“He saw her every day that summer. Sitting on the red-oxide verandah, leaning against a carved wooden pillar, headphones and silver hoops in her ear, the phone warm in her hennaed palms. Smiling. Humming. Talking. Every word simultaneously etched on the air with her long fingers.”
The doctor pushed up his spectacles and paced the stage as he continued the story. Eyes followed him, back and forth.
“He brought the herd home at dusk. There was no golden dust haze, the air over the pukka municipal road was devoid of drama. Godhuli was for the mud tracks of Gokul. She never looked at him. There were no visions of Radha, waiting, agonizingly, for Krishna’s return. No echoes of a flute to bring the stars to her feet. No magical full moon nights by the Yamuna in a backwater town where the wells run dry in April.”
Again he paused, for effect.
“When the holidays were over, she left. Later, taped to the black iron gate, he saw a peacock feather flutter in the twilight.”
Someone in the audience moved a tea cup into the hush.
“The kind of story that deserves a perfect ending, no?” He was playing the crowd. “How would you want it to end? You want me tell you I was that boy and,” he pointed to his wife in the front row, “she was that girl and this is how love is meant to be?”
“But everything is random. All these collisions and misses of minds and bodies – no one is moving eight billion lives on a board, choreographing meaning into arbitrary existence.”
“I could tell you the boy was brought to me one night and I tried to save his life. That he told me his story of unconsummated love before he died. That he never got to say goodbye. And you would want to believe that too. What else do we have left to believe in?”
“Or maybe you’d rather dismiss it as nonsense – that I made up the story so I could sell you a book about an alternate reality. A doctor who denies both science and god can be marketable for a while. Or amusing. Or a viral meme.”
A hand went up at the back. A reporter.

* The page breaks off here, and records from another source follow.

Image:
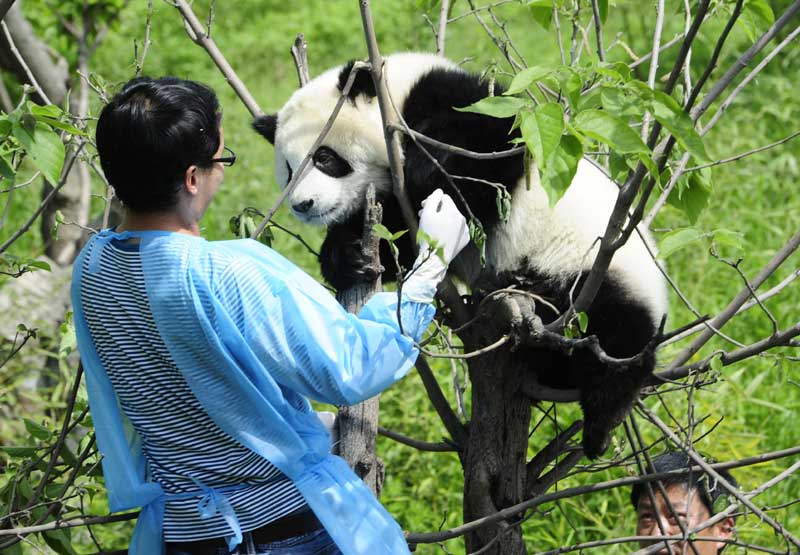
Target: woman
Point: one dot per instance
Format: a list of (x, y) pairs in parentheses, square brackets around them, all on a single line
[(200, 356)]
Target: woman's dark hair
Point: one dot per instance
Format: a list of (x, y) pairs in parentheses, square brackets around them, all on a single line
[(706, 486), (150, 133)]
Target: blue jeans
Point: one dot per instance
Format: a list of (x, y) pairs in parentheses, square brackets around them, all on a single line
[(317, 542)]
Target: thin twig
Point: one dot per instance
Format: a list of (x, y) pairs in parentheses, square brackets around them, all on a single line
[(442, 446), (731, 489), (598, 31), (514, 510), (440, 34), (73, 156), (21, 60), (199, 36), (651, 76)]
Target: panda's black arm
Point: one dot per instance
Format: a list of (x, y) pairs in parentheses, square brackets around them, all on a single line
[(473, 132)]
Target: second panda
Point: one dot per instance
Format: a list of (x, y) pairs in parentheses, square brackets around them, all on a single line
[(542, 249)]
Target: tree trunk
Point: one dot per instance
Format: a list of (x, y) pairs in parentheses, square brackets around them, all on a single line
[(358, 424), (495, 458), (53, 77)]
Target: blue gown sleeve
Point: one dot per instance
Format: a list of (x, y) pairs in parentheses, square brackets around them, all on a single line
[(309, 343)]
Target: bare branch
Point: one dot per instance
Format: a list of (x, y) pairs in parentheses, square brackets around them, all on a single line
[(139, 60), (415, 443), (31, 77), (651, 76), (748, 305), (449, 418), (729, 311), (440, 34), (299, 52), (303, 167), (513, 511), (199, 36), (719, 479), (72, 157), (741, 63), (598, 31)]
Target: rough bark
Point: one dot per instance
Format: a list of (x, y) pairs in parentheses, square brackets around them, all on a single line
[(53, 76), (495, 458), (358, 424)]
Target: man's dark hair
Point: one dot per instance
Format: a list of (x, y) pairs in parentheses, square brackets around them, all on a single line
[(150, 133), (707, 487)]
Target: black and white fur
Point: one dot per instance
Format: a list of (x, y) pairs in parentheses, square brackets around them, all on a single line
[(540, 248)]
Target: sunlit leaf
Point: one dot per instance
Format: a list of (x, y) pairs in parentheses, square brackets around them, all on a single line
[(609, 130), (526, 78), (496, 106), (669, 113), (541, 130), (678, 239), (561, 168)]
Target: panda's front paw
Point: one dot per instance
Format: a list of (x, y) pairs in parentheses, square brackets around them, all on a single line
[(344, 264)]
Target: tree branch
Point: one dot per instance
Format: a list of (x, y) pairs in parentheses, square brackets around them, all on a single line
[(198, 34)]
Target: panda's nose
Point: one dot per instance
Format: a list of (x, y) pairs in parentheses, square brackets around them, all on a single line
[(303, 207)]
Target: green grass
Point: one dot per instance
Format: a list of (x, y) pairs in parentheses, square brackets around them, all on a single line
[(757, 400)]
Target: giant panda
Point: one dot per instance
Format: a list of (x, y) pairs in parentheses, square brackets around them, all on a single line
[(542, 249)]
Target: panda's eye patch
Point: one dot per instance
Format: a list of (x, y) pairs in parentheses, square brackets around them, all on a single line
[(330, 163)]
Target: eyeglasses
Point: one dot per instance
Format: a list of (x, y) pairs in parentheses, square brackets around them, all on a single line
[(226, 160)]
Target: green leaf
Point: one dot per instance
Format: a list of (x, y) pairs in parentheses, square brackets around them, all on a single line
[(396, 236), (621, 102), (757, 16), (677, 240), (44, 147), (561, 168), (526, 77), (503, 203), (15, 549), (39, 265), (609, 130), (541, 130), (542, 12), (63, 125), (478, 237), (692, 194), (7, 171), (728, 238), (19, 451), (602, 7), (36, 430), (47, 111), (583, 321), (382, 232), (496, 106), (59, 541), (669, 113)]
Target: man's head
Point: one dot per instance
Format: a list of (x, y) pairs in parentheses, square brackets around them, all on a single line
[(691, 495), (151, 133)]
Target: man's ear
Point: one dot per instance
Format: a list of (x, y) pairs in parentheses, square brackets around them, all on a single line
[(266, 125), (725, 529), (190, 180)]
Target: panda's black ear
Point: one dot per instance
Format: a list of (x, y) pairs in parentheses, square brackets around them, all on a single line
[(363, 83), (266, 125)]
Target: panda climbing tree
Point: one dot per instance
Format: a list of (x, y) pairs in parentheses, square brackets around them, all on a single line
[(560, 281)]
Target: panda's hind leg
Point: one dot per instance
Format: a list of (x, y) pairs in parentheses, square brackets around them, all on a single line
[(625, 328)]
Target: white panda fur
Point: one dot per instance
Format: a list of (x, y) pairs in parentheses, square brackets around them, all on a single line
[(543, 248)]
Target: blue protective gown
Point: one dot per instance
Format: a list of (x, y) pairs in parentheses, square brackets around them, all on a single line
[(254, 335)]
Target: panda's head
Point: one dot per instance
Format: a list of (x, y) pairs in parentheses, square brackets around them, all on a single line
[(353, 153)]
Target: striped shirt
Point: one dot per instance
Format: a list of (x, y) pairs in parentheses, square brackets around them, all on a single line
[(181, 443)]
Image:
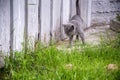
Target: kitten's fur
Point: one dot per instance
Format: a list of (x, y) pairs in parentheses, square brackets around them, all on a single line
[(75, 26)]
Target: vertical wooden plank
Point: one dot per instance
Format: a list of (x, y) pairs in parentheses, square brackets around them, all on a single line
[(11, 29), (32, 21), (57, 19), (70, 7), (65, 16), (5, 25), (73, 7), (83, 8), (18, 22), (45, 21), (51, 20), (39, 20), (26, 25), (89, 10)]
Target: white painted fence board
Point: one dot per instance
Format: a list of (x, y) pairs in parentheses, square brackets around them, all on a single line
[(45, 21), (5, 25), (32, 21), (18, 22), (66, 10), (56, 19)]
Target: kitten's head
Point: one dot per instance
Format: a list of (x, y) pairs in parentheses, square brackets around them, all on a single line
[(68, 28)]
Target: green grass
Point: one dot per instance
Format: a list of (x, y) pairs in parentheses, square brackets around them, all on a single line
[(88, 63)]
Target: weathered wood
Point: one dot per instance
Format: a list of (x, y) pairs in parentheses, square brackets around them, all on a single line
[(39, 20), (45, 21), (56, 19), (5, 25), (65, 10), (26, 26), (51, 20), (11, 29), (32, 21), (18, 24)]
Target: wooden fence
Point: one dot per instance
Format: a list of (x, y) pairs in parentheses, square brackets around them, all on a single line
[(36, 20)]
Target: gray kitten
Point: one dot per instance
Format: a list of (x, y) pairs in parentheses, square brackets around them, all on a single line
[(75, 26)]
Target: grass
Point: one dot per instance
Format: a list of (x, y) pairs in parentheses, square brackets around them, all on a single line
[(89, 63)]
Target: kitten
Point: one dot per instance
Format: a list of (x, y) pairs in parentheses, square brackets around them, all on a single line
[(75, 26)]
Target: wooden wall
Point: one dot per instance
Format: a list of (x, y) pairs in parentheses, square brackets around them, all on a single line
[(44, 20)]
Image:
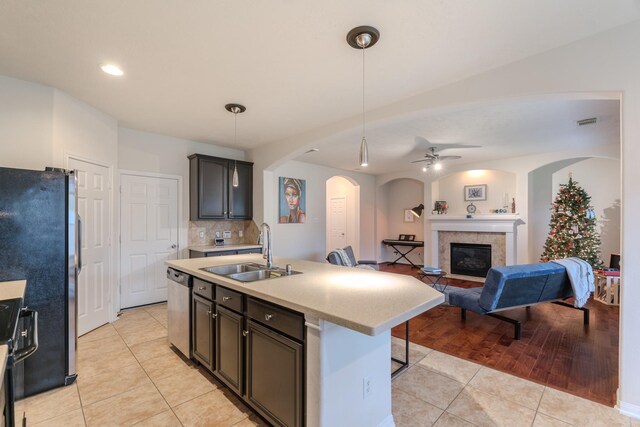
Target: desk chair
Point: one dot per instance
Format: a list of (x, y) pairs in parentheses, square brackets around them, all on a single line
[(346, 258)]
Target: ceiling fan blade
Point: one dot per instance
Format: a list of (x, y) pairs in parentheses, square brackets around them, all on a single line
[(422, 142), (443, 147)]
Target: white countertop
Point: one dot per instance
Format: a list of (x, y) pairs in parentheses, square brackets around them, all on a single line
[(11, 290), (213, 248), (366, 301)]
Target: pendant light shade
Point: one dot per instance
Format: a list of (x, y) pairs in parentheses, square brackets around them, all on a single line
[(234, 180), (363, 37), (235, 109), (364, 152)]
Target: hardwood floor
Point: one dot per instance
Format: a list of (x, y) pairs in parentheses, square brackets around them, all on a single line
[(556, 349)]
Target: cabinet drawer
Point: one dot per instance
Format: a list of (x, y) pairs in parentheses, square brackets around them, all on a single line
[(250, 251), (204, 289), (230, 299), (281, 320)]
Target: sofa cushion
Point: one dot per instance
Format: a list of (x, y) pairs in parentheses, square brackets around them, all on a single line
[(526, 284), (466, 298)]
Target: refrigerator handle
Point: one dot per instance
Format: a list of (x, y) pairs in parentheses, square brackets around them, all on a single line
[(79, 268)]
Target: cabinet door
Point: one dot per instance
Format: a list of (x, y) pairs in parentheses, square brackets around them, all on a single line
[(212, 188), (228, 348), (202, 328), (274, 375), (241, 197)]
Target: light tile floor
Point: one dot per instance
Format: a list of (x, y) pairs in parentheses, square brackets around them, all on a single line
[(128, 375)]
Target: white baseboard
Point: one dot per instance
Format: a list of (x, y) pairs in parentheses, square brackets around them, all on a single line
[(629, 409), (388, 422)]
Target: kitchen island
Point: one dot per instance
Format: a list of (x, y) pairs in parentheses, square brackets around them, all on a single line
[(348, 314)]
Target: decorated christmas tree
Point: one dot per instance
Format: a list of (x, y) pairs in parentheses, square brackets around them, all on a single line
[(573, 227)]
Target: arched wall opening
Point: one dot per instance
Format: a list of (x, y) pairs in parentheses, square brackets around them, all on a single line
[(343, 214), (393, 199)]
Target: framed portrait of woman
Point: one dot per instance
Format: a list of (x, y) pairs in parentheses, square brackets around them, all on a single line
[(292, 196)]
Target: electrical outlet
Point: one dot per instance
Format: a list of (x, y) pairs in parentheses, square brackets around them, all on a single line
[(367, 387)]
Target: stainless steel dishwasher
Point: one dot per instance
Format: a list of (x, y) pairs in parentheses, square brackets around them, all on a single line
[(179, 310)]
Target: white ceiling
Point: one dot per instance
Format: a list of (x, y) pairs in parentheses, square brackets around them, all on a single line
[(289, 63), (502, 130)]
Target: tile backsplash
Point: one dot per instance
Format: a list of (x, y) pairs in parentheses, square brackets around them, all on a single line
[(248, 228)]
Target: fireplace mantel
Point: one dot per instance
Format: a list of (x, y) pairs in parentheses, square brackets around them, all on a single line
[(496, 223)]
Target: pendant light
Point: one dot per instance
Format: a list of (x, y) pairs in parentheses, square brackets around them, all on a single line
[(363, 37), (235, 109)]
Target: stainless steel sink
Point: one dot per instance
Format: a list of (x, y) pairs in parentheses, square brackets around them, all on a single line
[(248, 272), (254, 276), (225, 270)]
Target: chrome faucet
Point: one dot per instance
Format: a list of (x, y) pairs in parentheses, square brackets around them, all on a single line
[(267, 248)]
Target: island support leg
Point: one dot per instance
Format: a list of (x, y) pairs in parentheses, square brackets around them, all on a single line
[(348, 377)]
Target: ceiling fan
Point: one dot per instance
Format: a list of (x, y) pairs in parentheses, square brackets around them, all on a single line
[(431, 156)]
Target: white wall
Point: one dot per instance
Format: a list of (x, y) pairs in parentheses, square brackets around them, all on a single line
[(26, 117), (40, 126), (338, 186), (599, 65), (308, 240), (403, 193), (600, 178), (450, 188), (153, 153)]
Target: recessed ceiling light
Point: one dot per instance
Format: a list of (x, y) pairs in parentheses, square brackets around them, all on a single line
[(111, 69), (475, 173)]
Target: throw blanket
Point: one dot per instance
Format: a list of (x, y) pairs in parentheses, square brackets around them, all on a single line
[(581, 278), (344, 257)]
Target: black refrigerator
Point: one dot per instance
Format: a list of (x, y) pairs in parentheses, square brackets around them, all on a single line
[(40, 243)]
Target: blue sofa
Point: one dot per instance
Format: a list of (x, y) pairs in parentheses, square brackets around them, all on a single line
[(513, 286)]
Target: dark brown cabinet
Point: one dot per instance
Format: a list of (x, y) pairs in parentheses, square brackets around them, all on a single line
[(254, 347), (274, 375), (229, 348), (211, 193), (203, 331), (200, 254)]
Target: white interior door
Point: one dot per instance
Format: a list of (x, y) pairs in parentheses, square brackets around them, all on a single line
[(337, 223), (149, 236), (94, 281)]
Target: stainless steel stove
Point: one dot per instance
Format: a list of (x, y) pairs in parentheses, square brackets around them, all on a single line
[(19, 331)]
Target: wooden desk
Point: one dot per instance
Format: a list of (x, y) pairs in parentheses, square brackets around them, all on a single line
[(396, 244), (607, 289)]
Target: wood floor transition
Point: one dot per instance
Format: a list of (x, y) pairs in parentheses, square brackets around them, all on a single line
[(556, 349)]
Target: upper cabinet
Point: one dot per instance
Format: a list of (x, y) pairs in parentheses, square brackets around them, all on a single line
[(211, 193)]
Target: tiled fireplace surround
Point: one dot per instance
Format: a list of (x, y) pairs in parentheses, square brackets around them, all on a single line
[(499, 231)]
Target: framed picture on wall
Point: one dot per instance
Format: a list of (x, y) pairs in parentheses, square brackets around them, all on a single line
[(292, 196), (475, 192), (408, 215)]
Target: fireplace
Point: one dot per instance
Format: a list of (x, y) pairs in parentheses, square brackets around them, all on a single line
[(470, 259)]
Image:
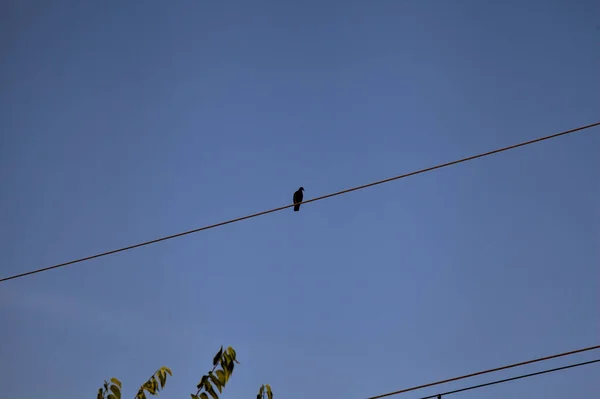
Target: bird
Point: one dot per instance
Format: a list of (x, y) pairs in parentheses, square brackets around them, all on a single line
[(298, 196)]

He could see the press ID around her neck. This one had snark in her tone and a sun in her eye. “OK, which one is it?”
“Which one do you want it to be?” He figured she must have a deadline. “Perhaps you think she came back for him but he was gone by then?” He was indulgent. People reveal a lot about themselves by their choices.
“Unlikely.” She waved her hand, dismissing the suggestion.
“You’ll say that the odds were stacked in her favour?”
“I’ll say everything is random and all existence is arbitrary.”
“But you still want a meaningful ending?”
She smiled. “Meaning implies science or god, doctor.”
She removed the press badge from around her neck. “I am just a girl who left a peacock feather on an iron gate.”